Traditional pathology core curriculum must be implemented with basic molecular notions and the interpretation of the molecular data within the clinical context.97 However, molecular pathologists should recognize that a BRAFV600E mutation is not a diagnosis, but merely a portion of one.
This goal of integrating traditional pathology training with molecular diagnostics can be reached by modifying residency education programs in pathology98,99 and by creating appropriate continuing medical education programs for trained pathologists. This latter point is central: we cannot afford to wait to integrate new generations of pathologists into our institutions. Moreover, the standardization and implementation of training programs is far from being a forthcoming result. The molecular revolution is now, and trained traditional pathologists are already principal actors in that paradigm. Pathologists should incorporate a clinically fitting molecular background rapidly, and they must change the manner in which they practice cellular and surgical pathology diagnostics.
Modern pathology practice has been suddenly and completely changed by the increased complexity of modern medicine, primarily regarding oncology, which this concise review has attempted to describe. Consequently, the frameworks of our laboratories and pathology training programs are experiencing a radical change in accordance with a pressing request for innovation. Currently, the pathologist has a central role in the age of next-generation medicine, providing the most properly matched morphomolecular assessment of biospecimens for the clinician.

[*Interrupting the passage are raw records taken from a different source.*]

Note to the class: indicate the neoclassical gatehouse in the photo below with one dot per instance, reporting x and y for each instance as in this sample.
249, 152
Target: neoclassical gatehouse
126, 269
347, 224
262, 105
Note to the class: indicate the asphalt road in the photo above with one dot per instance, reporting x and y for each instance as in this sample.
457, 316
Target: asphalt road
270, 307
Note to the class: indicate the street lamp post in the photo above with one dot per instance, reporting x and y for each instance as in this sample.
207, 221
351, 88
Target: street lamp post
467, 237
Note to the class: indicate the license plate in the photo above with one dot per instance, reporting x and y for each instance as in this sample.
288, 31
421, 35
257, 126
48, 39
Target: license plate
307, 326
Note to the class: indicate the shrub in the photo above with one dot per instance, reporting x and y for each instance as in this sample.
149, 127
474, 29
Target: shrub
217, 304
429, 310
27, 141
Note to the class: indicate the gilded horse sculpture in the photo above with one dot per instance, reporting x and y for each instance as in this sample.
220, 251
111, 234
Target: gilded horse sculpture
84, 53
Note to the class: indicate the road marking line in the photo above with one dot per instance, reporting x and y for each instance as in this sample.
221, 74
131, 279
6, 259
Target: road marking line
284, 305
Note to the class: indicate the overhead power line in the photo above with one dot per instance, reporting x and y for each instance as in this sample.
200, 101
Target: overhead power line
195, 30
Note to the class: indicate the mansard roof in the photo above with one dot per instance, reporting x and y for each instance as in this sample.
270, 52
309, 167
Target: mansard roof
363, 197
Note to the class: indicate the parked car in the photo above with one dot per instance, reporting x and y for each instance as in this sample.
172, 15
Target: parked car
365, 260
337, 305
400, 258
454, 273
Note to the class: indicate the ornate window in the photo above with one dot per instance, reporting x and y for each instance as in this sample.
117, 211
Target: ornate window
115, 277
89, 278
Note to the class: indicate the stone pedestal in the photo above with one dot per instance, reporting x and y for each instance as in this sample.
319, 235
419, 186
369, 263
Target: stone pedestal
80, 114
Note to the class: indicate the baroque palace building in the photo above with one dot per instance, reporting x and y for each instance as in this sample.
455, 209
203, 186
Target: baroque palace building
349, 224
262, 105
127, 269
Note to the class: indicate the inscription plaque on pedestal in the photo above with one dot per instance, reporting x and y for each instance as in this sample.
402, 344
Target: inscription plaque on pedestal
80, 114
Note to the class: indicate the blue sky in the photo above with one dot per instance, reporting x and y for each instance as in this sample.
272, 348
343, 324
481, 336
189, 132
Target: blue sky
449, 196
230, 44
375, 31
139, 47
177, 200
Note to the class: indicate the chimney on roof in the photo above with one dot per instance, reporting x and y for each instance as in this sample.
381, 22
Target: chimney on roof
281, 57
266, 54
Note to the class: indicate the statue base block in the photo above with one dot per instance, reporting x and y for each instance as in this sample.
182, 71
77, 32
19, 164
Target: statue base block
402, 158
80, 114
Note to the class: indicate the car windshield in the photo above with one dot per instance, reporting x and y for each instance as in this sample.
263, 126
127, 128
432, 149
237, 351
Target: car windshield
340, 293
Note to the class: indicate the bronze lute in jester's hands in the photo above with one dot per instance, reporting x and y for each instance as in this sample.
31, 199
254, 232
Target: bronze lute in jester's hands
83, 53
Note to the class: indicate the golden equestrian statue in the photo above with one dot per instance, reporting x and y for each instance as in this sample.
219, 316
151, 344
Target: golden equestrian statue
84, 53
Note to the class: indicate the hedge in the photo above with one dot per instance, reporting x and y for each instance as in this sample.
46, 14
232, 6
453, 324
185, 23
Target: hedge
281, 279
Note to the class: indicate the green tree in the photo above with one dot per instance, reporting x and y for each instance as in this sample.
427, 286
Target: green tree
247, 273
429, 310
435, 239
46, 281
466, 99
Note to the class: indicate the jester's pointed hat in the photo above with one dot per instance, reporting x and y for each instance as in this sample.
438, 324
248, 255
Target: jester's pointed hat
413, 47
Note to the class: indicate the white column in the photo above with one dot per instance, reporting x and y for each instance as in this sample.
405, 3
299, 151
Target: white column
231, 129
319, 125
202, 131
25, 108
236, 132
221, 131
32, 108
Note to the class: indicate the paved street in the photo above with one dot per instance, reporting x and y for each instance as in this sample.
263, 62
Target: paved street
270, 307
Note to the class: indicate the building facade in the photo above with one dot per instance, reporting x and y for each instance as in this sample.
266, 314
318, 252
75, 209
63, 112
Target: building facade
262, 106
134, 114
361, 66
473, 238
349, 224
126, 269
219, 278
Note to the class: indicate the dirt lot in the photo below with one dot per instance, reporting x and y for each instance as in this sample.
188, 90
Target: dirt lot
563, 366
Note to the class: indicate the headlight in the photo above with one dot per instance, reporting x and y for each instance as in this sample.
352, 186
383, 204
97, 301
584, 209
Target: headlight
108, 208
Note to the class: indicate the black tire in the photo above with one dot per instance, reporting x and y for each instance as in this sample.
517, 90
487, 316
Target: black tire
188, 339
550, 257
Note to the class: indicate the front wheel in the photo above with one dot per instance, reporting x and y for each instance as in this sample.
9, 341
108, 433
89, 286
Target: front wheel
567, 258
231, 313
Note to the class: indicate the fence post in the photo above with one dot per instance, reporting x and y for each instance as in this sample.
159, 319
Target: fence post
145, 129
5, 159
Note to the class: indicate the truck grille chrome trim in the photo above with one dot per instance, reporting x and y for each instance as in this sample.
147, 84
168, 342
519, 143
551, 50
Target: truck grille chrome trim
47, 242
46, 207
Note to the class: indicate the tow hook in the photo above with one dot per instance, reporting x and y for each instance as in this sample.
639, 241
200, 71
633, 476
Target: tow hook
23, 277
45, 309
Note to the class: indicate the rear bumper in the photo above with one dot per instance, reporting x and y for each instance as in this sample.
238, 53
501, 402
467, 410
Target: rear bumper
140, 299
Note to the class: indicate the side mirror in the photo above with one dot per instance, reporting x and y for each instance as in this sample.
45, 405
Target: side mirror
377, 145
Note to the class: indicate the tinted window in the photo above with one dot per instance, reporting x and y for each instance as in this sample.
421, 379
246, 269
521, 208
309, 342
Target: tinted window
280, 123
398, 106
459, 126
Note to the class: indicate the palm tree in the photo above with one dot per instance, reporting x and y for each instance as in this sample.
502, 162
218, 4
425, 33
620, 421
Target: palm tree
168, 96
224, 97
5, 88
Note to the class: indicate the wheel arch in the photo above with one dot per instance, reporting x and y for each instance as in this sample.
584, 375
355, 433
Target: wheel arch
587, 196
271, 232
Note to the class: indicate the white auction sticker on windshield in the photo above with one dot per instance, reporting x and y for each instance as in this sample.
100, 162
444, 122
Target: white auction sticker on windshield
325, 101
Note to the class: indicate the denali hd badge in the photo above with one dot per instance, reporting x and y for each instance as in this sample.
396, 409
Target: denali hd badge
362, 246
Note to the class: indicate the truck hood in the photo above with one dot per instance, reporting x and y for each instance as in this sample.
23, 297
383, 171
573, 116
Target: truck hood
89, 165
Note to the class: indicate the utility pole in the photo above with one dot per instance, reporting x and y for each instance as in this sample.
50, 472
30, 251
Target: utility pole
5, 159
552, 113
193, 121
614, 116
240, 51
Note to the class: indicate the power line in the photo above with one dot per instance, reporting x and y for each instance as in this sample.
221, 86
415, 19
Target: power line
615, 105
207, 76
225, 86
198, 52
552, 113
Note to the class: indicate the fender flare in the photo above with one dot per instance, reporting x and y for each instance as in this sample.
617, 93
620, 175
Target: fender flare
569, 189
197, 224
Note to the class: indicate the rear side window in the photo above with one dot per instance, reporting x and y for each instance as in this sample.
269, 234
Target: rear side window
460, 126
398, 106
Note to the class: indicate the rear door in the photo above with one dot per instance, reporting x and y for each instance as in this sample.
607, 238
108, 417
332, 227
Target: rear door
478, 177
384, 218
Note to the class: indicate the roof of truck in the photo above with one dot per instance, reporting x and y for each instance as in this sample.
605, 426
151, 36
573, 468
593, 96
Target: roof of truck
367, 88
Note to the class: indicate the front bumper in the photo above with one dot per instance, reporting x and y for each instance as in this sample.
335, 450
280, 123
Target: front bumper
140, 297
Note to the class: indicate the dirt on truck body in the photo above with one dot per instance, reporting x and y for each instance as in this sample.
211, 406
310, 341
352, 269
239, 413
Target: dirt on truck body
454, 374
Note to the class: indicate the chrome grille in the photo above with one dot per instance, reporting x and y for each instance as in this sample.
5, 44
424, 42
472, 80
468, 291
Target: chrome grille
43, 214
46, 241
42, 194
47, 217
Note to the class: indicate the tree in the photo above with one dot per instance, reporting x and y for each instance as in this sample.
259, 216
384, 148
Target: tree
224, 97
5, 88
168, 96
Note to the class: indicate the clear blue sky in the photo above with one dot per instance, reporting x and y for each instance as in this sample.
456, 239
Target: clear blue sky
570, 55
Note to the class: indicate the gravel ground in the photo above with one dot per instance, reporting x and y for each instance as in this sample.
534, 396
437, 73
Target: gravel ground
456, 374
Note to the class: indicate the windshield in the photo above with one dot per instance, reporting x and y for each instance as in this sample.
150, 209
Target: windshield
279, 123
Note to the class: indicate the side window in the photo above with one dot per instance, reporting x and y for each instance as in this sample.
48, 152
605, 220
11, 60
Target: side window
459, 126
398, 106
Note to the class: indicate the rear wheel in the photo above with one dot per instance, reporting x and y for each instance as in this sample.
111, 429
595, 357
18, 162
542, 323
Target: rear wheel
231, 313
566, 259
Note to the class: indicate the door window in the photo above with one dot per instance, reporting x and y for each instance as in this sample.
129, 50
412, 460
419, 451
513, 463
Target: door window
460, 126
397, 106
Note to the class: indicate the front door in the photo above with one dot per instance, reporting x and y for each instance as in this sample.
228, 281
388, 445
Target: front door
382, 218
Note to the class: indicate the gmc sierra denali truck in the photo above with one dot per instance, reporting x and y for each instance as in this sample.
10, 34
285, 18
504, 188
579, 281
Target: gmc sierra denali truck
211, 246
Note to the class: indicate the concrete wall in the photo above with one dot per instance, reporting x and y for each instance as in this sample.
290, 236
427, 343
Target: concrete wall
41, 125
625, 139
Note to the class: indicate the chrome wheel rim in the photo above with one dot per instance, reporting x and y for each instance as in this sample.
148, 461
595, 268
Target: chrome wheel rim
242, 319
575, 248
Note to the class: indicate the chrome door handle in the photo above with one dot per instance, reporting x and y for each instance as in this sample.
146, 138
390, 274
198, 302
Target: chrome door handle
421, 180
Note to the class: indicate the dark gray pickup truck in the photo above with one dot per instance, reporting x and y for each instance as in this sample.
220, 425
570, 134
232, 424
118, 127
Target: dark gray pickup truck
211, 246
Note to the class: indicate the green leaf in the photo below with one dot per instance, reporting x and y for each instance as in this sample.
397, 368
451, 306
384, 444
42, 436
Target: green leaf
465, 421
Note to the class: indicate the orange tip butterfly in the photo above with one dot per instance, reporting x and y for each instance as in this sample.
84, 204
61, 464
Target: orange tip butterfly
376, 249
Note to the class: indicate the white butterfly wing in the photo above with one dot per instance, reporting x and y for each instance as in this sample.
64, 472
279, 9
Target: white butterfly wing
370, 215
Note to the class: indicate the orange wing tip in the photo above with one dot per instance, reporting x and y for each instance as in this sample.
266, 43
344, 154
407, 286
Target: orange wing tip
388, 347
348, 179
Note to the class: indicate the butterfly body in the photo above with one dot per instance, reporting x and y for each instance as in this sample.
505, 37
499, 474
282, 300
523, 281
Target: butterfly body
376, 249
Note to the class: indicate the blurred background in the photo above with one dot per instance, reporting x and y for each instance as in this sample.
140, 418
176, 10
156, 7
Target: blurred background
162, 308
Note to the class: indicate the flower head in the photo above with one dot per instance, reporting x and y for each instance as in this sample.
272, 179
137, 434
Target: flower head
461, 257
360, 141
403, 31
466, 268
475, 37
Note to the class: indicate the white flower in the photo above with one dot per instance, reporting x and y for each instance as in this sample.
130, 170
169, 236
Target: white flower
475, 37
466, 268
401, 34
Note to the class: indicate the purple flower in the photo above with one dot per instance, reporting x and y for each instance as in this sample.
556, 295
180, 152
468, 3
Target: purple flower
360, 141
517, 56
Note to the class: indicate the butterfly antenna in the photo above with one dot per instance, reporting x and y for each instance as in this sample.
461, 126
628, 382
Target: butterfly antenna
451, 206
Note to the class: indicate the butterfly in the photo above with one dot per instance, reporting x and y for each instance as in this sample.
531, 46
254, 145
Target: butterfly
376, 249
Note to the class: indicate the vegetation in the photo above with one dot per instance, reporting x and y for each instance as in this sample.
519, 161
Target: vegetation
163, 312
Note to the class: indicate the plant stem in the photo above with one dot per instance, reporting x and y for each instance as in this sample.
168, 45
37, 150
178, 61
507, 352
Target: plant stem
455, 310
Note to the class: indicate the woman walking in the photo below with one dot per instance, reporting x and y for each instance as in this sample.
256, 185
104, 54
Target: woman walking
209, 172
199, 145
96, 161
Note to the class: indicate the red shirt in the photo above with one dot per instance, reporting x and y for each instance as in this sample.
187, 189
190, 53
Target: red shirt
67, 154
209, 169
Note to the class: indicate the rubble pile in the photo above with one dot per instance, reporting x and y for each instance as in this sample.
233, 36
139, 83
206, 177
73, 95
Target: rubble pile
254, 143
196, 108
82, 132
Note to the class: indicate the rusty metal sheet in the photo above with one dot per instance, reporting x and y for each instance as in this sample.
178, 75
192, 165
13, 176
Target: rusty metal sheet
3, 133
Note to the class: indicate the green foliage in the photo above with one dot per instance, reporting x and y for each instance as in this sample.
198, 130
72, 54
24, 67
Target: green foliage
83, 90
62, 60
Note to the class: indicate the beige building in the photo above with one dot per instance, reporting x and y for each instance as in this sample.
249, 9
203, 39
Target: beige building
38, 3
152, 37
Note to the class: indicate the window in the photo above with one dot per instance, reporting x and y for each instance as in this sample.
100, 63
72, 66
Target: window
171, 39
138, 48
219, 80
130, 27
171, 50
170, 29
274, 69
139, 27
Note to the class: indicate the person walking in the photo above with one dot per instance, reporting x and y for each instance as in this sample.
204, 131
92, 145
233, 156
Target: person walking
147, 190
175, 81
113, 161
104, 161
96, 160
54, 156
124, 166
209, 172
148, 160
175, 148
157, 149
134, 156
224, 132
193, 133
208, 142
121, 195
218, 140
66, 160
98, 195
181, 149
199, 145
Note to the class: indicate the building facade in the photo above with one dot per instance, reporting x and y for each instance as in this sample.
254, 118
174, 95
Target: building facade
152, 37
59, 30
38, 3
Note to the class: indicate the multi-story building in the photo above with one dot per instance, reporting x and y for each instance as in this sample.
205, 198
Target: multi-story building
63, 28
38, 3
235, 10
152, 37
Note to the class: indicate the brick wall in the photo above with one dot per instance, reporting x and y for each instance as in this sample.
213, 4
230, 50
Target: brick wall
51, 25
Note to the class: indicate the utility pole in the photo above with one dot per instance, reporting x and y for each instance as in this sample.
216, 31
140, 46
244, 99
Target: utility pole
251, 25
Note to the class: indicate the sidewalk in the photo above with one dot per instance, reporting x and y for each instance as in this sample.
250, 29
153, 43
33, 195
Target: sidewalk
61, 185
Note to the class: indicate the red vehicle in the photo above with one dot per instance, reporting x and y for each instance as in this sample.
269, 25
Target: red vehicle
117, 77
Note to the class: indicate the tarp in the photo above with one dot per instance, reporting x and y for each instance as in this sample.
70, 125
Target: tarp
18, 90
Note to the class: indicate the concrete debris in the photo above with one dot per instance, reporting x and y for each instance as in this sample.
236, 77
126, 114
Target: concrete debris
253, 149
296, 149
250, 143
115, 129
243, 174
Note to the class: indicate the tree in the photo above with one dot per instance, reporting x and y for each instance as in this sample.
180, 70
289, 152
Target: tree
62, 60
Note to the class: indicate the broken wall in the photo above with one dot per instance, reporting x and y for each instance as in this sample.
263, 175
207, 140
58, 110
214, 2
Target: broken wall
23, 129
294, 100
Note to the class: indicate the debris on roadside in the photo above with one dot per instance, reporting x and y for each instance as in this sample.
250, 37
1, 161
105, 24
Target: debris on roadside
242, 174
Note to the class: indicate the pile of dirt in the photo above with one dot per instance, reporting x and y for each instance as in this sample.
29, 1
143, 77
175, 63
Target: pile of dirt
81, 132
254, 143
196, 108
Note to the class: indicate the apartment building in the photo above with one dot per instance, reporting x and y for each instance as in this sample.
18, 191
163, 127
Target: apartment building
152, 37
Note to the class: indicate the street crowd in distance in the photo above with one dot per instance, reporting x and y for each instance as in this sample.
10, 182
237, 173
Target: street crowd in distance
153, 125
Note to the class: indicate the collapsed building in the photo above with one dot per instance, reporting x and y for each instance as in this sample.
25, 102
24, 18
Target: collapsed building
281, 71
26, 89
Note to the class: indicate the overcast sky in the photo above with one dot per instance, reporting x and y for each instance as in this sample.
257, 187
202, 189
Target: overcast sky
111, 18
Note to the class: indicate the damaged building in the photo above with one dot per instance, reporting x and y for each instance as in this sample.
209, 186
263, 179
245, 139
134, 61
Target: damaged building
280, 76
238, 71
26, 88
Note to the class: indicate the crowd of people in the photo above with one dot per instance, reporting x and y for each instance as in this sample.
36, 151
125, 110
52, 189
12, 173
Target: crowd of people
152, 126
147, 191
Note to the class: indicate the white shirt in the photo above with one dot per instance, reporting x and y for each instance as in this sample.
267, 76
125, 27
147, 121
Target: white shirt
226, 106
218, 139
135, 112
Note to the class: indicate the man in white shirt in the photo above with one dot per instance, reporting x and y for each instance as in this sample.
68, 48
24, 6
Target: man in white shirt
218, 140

What will our future look like? We may glimpse our future by recalling our past. Indeed, we should be mindful of Morgagni's teaching: “to admire [...] and to follow not the ancient, not the modern, not the traditional, but always and only the truth”.100 In shifting from “old” teaching to “next-generation pathology,” we are able to realize that having only one manner of providing a diagnosis is insufficient (ie, cytology, histology, or molecular profiling); the diagnosis itself must be provided. This is our greatest effort today: the personalization of patient therapy.
The author has no relevant financial interest in the products or companies described in this article.
Presented in part at the V Molecular Cytopathology Focus on Next Generation Sequencing in Cytopathology meeting; October 18, 2016; Napoli, Italy.